The exact mechanisms involved in any putative beneficial effect of coffee on EC remain largely unknown. Coffee is a major source of caffeine, and this methylxanthine may increase levels of circulating sex-hormone-binding globulin, thus reducing the concentrations of bioavailable sex-steroid hormones, in particular free oestradiol, and consequently modifying the hormonal milieu leading to downregulation of endometrial hyperproliferation (Ferrini and Barrett-Connor, 1996; Nagata et al, 1998). However, coffee, irrespective of caffeine content, also contains additional compounds with antioxidant activities. These compounds vary widely depending on the type of coffee, roasting and preparation, and many have been found to inhibit the proliferation of tumour cells in vitro (Vivani, 1993; Cavin et al, 2002).

An intriguing hypothesis suggests that coffee may be an insulin sensitiser (Wu et al, 2005; Huxley et al, 2009; Loopstra-Masters et al, 2011). Coffee (both caffeinated and decaffeinated) and caffeine intake were inversely associated with levels of circulating C-peptide, a marker of insulin secretion and resistance, and this association was much stronger in overweight and obese women (Wu et al, 2005).

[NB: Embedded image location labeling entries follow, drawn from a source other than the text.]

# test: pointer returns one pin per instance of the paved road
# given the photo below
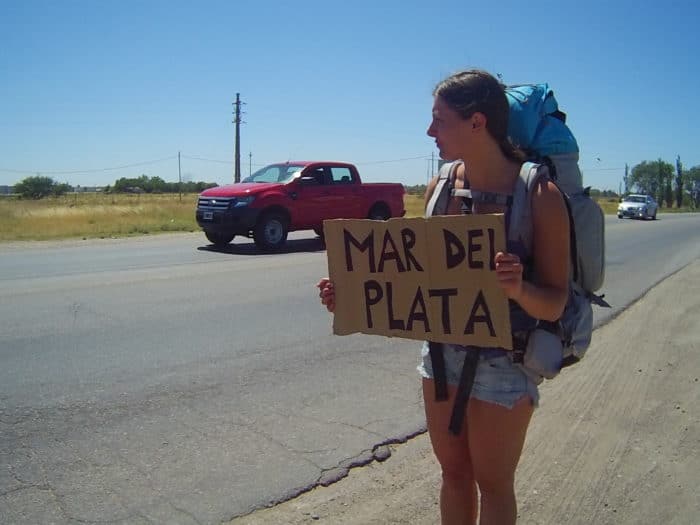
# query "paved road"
(154, 380)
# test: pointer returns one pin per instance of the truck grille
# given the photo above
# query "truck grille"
(214, 203)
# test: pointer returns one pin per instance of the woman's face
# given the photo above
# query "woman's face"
(449, 130)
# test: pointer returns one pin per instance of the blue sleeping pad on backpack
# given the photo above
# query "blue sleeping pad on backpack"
(536, 124)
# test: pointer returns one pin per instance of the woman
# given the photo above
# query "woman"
(470, 122)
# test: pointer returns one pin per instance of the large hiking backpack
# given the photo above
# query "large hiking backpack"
(538, 127)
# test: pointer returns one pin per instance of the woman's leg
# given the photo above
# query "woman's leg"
(496, 438)
(458, 497)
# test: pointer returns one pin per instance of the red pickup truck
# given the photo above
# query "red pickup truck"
(290, 196)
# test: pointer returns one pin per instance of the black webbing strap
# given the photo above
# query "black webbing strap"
(466, 382)
(437, 360)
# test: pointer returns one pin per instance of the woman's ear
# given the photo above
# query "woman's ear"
(478, 120)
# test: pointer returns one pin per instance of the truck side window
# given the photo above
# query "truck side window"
(341, 175)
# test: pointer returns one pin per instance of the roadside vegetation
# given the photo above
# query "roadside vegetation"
(95, 215)
(104, 215)
(43, 209)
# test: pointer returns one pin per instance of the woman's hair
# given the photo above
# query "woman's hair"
(467, 92)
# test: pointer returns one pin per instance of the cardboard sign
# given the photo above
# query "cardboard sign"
(430, 279)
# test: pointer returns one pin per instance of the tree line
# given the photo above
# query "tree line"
(38, 187)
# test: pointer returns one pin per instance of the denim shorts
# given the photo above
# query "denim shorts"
(498, 380)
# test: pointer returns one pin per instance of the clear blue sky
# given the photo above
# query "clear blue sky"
(87, 87)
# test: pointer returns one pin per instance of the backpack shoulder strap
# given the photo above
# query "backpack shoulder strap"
(520, 220)
(437, 205)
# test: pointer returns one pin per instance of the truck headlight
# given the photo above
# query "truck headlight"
(240, 202)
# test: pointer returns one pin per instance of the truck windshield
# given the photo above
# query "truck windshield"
(275, 173)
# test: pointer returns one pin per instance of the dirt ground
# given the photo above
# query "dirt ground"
(615, 441)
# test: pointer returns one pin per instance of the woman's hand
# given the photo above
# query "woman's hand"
(326, 293)
(509, 271)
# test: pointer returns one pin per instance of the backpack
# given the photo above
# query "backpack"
(538, 127)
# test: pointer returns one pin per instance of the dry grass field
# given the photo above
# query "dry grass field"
(99, 215)
(95, 215)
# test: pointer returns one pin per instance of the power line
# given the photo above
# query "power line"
(190, 157)
(74, 172)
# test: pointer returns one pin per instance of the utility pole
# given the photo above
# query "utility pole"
(237, 148)
(179, 175)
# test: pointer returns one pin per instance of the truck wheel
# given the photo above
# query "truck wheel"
(219, 239)
(270, 232)
(379, 212)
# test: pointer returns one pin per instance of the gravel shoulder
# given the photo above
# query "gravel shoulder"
(616, 439)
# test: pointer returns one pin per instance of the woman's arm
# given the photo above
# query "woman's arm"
(544, 299)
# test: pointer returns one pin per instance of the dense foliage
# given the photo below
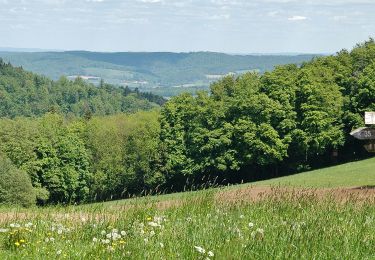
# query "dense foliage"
(15, 185)
(148, 70)
(252, 126)
(26, 94)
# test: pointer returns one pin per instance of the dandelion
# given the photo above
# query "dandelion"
(200, 249)
(153, 224)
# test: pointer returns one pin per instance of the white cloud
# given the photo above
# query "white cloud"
(151, 1)
(297, 18)
(339, 17)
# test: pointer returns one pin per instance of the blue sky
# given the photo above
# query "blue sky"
(232, 26)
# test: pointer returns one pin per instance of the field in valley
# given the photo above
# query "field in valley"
(323, 214)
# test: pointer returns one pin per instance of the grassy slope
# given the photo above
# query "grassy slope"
(353, 174)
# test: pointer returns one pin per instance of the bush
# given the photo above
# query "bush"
(15, 185)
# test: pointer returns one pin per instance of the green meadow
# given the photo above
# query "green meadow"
(283, 224)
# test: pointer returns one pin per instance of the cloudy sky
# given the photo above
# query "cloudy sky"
(232, 26)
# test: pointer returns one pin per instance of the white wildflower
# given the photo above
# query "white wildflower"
(153, 224)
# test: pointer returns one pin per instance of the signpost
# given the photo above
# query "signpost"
(367, 133)
(369, 118)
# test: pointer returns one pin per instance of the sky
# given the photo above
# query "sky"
(231, 26)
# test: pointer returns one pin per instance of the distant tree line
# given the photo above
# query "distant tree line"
(26, 94)
(248, 127)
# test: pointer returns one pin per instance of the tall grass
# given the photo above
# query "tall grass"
(283, 225)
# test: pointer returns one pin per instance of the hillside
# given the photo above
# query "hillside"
(24, 93)
(149, 71)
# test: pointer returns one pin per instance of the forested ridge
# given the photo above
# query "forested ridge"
(248, 127)
(26, 94)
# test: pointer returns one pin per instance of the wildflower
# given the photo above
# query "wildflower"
(200, 249)
(153, 224)
(28, 225)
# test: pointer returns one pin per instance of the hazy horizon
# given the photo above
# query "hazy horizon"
(236, 26)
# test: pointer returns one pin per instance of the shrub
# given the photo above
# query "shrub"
(15, 185)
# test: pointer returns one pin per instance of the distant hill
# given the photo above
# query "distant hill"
(149, 71)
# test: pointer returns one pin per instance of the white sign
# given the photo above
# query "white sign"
(370, 118)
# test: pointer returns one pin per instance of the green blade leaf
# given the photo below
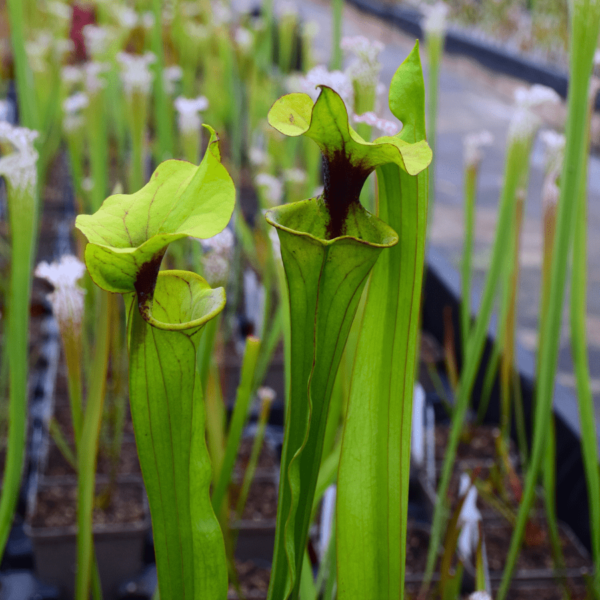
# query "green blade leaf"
(168, 418)
(328, 246)
(325, 280)
(132, 231)
(373, 476)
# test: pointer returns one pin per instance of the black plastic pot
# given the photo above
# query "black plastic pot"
(442, 289)
(119, 547)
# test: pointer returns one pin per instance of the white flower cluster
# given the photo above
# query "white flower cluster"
(196, 31)
(271, 187)
(473, 144)
(370, 118)
(468, 520)
(45, 48)
(171, 75)
(217, 257)
(188, 109)
(319, 75)
(365, 68)
(98, 40)
(266, 395)
(434, 22)
(71, 75)
(72, 107)
(221, 14)
(554, 150)
(18, 165)
(136, 75)
(524, 122)
(92, 80)
(67, 297)
(258, 157)
(244, 39)
(129, 19)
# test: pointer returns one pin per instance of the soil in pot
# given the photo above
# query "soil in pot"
(128, 463)
(536, 552)
(253, 579)
(119, 535)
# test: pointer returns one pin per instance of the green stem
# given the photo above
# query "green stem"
(585, 26)
(585, 399)
(23, 210)
(164, 128)
(88, 448)
(471, 173)
(518, 153)
(238, 419)
(337, 8)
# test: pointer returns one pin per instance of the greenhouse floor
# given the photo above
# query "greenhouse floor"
(473, 98)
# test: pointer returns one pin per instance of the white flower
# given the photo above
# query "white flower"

An inverse association with coffee was not observed for Type II EC, although our analysis was limited by the relatively small number of Type II cases and by the absence of central pathology review. Type I and Type II EC may have different aetiologic pathways and distinct risk factors (Uccella et al, 2011). From a molecular point of view, Type II EC is often associated with p53 mutations, which commonly lead to DNA derangements, chromosomal instability and a more aggressive clinical behaviour (Doll et al, 2008). Conversely, alterations of p53 have been reported in only a small proportion of Type I tumours and, when they occur, they are usually a late event (Doll et al, 2008). Apoptosis of rapidly growing cells induced by caffeine in vitro is dependent on the presence of a functional p53 product, so when p53 is mutated cellular growth is not inhibited by caffeine (He et al, 2003).

In conclusion, our results suggest that coffee consumption, perhaps in part related to caffeine, may be relevant for chemoprevention of Type I EC, particularly among obese women.